But that's relatively minor. I think that you should take a look at the research into brain physiology and how that relates to attention and time spent on tasks. If you consult with people in neurophysiology and look around you will find out that the kind of hyper stimulation that you are suggesting leads to brain damage. It causes shrinkage of the brain tissues that deal with the correlation of data when prolonged. One can meet these people, the veterans of startups and places like the Redmond offices of Microsoft. They are the ones who know a great deal, but can no longer respond with the answer quickly. Many can hardly function at all without copious amounts of coffee.

My personal observation is that I think that such behavior when prolonged leads to other kinds of neurophysiological damage as well. I think that further research will document this. The behavior I am referring to is that of spending too much time concentrated on one task. Lack of sleep also contributes, as does levels of adrenalin. When coupled with the commonly poor nutrition of the "programmer lifestyle" you describe, all of this causes serious problems over time.

There is also the research of a neurologist at, I believe it is Harvard Medical School, though I may be mistaken, into the reasons for the greater shrinkage of the frontal lobes in males versus females by the time middle age is reached. He believes that this is related to the fact that males tend to use the same areas of the brain when in relaxation as they do when they are working. Whereas females show a slowing of metabolism in the frontal lobes when they are asked to relax. He is studying the 10% of the male population that does not experience frontal lobe shrinkage by the age of 50. (By the age of 50 most men have smaller frontal lobes than most women.)

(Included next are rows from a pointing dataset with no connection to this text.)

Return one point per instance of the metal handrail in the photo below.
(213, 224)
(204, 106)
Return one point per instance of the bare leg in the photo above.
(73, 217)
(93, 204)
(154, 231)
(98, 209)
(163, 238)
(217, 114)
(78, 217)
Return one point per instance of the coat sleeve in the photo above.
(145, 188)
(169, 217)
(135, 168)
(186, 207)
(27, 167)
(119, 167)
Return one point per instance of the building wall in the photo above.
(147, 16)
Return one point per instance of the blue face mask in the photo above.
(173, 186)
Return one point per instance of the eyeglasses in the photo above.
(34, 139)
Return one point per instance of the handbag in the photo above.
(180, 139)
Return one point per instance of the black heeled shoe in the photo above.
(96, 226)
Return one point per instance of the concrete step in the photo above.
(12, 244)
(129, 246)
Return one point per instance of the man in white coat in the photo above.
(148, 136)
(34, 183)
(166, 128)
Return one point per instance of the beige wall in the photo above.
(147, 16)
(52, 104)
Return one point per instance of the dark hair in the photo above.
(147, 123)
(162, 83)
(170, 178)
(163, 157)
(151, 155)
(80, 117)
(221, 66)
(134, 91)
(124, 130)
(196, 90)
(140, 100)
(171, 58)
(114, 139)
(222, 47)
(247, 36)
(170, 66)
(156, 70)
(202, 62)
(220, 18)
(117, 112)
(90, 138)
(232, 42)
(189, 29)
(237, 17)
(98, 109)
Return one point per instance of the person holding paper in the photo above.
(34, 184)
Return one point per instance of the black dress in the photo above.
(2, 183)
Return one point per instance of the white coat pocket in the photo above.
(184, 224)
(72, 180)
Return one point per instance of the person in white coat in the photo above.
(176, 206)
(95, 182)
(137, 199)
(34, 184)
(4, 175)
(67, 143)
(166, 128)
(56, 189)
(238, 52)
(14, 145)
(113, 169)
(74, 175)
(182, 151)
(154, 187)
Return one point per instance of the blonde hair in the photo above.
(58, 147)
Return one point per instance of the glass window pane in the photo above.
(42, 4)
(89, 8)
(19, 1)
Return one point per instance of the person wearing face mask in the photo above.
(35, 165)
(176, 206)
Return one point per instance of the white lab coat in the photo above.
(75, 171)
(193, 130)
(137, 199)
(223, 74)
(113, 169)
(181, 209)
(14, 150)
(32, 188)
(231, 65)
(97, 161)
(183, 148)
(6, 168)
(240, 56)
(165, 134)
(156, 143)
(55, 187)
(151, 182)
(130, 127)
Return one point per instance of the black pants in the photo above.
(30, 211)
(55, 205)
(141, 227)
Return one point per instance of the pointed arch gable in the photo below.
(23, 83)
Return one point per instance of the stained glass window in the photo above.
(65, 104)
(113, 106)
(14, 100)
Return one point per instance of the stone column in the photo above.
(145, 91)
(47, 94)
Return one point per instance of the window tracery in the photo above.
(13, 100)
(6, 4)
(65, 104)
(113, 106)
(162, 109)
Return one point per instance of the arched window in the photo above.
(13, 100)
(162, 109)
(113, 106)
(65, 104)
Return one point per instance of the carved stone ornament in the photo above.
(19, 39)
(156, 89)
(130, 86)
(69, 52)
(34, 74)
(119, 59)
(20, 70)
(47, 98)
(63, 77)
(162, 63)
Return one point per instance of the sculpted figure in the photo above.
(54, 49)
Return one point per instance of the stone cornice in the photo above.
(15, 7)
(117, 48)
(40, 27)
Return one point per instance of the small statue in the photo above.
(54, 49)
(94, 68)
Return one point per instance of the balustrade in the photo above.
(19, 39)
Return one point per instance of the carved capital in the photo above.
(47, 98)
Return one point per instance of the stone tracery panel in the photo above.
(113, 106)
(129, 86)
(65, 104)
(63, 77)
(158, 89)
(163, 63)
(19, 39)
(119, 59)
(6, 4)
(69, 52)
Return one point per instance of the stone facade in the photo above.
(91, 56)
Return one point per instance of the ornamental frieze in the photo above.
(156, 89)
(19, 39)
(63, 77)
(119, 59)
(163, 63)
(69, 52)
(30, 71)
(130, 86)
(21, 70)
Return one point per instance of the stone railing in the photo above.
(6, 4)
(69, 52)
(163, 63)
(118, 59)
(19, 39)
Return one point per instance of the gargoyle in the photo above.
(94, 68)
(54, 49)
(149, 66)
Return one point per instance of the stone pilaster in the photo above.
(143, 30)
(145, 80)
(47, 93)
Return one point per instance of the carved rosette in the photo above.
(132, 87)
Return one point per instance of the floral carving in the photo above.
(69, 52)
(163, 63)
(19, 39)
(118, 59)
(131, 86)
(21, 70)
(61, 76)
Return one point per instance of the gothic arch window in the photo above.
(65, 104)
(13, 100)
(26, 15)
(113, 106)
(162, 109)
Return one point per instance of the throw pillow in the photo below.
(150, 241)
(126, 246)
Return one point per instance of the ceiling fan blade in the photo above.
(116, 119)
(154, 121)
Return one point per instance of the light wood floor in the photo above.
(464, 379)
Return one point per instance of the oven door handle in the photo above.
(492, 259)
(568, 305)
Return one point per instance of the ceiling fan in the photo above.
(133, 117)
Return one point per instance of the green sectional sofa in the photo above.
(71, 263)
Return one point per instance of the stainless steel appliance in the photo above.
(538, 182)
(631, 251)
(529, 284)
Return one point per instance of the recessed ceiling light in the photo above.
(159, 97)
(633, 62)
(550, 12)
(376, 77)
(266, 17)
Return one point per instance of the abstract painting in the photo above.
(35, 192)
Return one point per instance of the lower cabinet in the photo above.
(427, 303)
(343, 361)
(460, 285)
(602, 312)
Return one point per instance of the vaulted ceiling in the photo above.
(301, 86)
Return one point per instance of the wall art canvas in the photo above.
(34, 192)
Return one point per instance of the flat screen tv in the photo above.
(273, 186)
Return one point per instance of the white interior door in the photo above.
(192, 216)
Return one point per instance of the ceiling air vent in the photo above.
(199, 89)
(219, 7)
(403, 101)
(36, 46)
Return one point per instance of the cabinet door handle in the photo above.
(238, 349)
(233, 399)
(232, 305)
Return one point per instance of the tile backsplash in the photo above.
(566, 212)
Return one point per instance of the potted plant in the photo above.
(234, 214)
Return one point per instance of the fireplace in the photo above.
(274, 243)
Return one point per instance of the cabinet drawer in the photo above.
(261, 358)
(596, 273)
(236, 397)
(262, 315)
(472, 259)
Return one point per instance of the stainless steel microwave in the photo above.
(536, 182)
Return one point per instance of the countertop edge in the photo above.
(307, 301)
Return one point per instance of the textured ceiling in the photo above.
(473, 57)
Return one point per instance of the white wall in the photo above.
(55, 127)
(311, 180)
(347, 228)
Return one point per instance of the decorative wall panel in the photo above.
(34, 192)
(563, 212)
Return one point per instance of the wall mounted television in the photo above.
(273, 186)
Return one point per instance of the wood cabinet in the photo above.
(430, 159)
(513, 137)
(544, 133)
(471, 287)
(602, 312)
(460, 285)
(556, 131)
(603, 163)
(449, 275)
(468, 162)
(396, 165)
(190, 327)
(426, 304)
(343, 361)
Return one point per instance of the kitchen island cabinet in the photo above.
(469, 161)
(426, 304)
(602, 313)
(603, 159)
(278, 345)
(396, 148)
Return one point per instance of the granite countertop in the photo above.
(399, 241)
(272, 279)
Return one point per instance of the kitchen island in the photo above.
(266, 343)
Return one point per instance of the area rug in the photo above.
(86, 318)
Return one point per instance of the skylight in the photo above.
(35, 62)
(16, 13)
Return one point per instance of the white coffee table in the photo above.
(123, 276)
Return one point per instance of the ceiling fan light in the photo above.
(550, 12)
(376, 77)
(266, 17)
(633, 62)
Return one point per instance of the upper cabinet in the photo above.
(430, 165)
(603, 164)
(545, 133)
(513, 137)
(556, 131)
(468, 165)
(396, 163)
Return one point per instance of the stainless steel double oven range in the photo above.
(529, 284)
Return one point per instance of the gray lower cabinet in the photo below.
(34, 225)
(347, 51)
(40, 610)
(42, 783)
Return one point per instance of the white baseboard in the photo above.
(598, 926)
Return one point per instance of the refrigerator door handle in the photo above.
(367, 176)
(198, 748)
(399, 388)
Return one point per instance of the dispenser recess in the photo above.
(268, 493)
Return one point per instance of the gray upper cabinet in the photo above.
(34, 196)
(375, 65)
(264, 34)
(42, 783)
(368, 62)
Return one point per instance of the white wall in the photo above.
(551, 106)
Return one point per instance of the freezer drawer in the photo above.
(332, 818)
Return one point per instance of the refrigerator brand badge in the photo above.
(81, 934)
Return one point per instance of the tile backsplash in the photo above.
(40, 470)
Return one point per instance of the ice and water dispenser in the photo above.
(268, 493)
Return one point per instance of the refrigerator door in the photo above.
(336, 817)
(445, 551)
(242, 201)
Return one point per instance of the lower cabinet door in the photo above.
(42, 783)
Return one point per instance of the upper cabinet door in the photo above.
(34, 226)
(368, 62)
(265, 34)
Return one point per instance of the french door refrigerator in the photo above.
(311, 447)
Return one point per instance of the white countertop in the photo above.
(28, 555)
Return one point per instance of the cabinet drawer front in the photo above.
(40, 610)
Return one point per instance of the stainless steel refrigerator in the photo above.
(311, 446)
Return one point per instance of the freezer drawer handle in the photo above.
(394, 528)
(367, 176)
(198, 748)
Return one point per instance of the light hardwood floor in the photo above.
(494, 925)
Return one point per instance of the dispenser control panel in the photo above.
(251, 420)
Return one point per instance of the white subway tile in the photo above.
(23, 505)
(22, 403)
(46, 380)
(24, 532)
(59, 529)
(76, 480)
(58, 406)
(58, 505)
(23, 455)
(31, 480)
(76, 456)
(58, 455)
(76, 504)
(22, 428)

Please note that the lifestyle and management methods you are advocating is, according to research, pretty much guaranteed to cause brain damage, and quite rapidly - just a matter of 5 years or so before significant effects can be measured. I am not being facetious here, it is quite a serious matter.

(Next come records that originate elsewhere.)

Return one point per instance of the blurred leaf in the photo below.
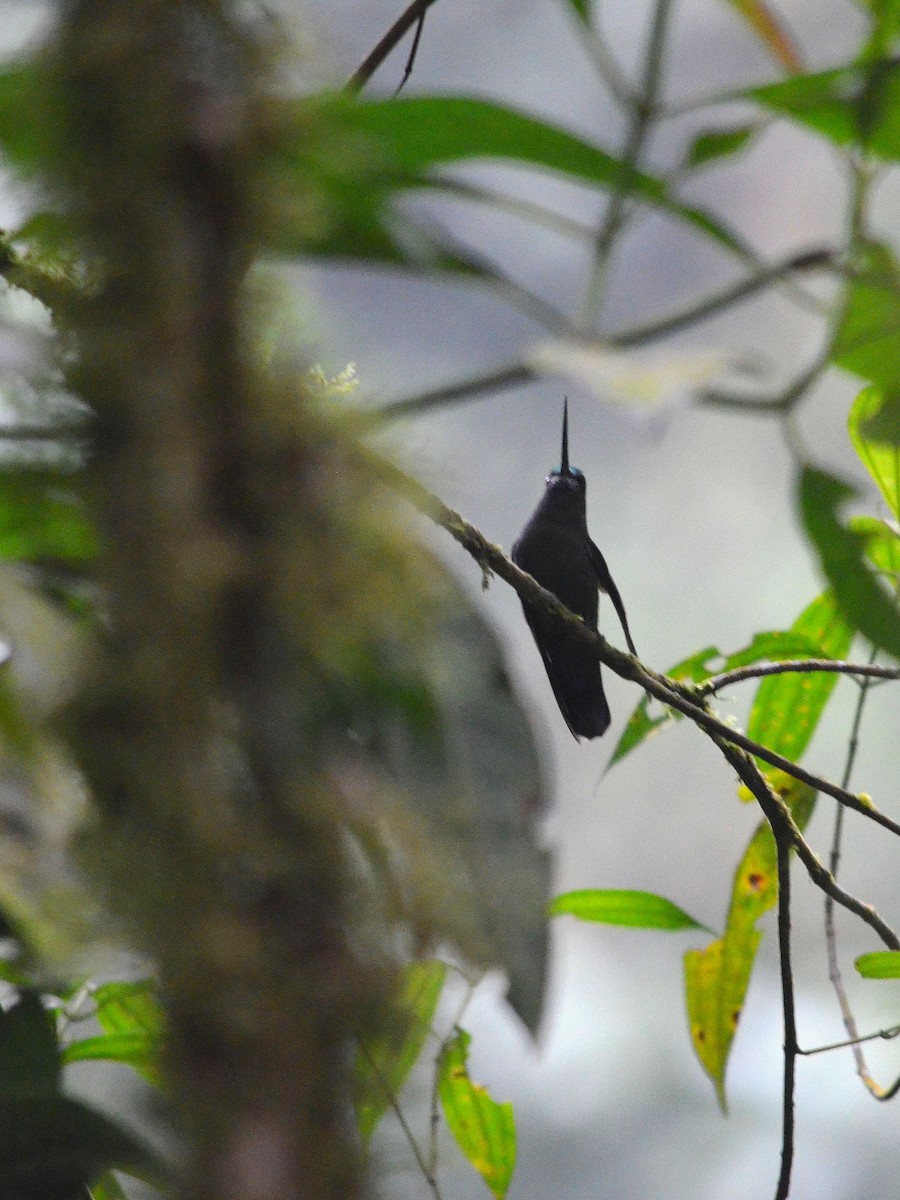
(107, 1188)
(132, 1019)
(769, 29)
(137, 1050)
(881, 543)
(383, 1066)
(53, 1146)
(25, 119)
(484, 1129)
(395, 145)
(880, 457)
(868, 341)
(862, 600)
(772, 646)
(856, 105)
(786, 708)
(29, 1054)
(641, 910)
(717, 977)
(582, 10)
(715, 144)
(130, 1007)
(41, 517)
(879, 965)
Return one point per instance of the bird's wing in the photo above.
(606, 585)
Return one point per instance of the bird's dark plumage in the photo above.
(556, 550)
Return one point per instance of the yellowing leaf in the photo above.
(383, 1063)
(717, 978)
(771, 30)
(787, 708)
(484, 1129)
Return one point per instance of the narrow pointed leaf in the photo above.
(384, 1063)
(108, 1188)
(857, 105)
(771, 30)
(137, 1050)
(881, 456)
(771, 646)
(786, 708)
(715, 144)
(640, 910)
(717, 977)
(484, 1129)
(881, 543)
(408, 138)
(879, 965)
(861, 598)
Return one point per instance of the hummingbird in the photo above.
(556, 550)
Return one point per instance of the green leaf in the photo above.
(857, 105)
(880, 457)
(25, 117)
(582, 10)
(868, 341)
(130, 1007)
(862, 600)
(717, 144)
(136, 1050)
(133, 1024)
(881, 543)
(107, 1188)
(717, 977)
(52, 1146)
(396, 145)
(786, 708)
(29, 1054)
(879, 965)
(772, 33)
(383, 1065)
(484, 1129)
(769, 646)
(41, 517)
(641, 910)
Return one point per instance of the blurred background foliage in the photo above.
(262, 756)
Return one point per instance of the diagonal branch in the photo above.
(395, 35)
(798, 666)
(738, 749)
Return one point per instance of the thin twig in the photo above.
(798, 666)
(420, 1162)
(395, 35)
(881, 1035)
(783, 846)
(514, 375)
(717, 303)
(780, 819)
(411, 60)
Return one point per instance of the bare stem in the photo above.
(795, 666)
(397, 31)
(783, 845)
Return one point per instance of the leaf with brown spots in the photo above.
(787, 708)
(717, 978)
(484, 1129)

-- Brian Hanley, November 7, 2000

It's interesting that most of the people here appear to be US based.

As someone that now lives in regional Australia, But has spent most of my professional life developing software in New Zealand many of Phils ideas sound lovely but are unobtainable in these smaller economies.

A office decked out with playrooms, beanbags, Air Hockey etc would be great but outside of a dot com heaven like Boston or Silicon Valley it just is not going to happen.

Mine is a case in point, I'm working on a package for ACS 4.0 to help with News Media publishing (I'm a developer for a newspaper), I'm also the IT Manager, so yep I get to pull the 70+ hour weeks.

What I do have is the ability to go grab my dog and tube down the river at lunchtime if I want or jump on my ducati and go for a fang through the hills.

The message in Phils article is to treat good programmers like you would any artisan, accept they will have their idiosyncracies and provide an environment that allows that. Their own ego will discipline them into giving you a good return on your investment.

Sticking them on a 9-5 in Cubicle hell will just take the joy out of the art and you'll get crap code.

So do I provide people anything else other than a good screen comfortable office, no I don't. But if they want to start work at 2 in the morning (I don't care) they spend half the day surfing slashdot or reading Code Complete or trying a new language (I don't care). If I only loosly monitor these people I'll get far more out of them than if I MANAGE them.

Now if only I could bring my dog into the office, that would be cool, although a labrador that likes to chew could do serious damage to the fibre comms cabinet :)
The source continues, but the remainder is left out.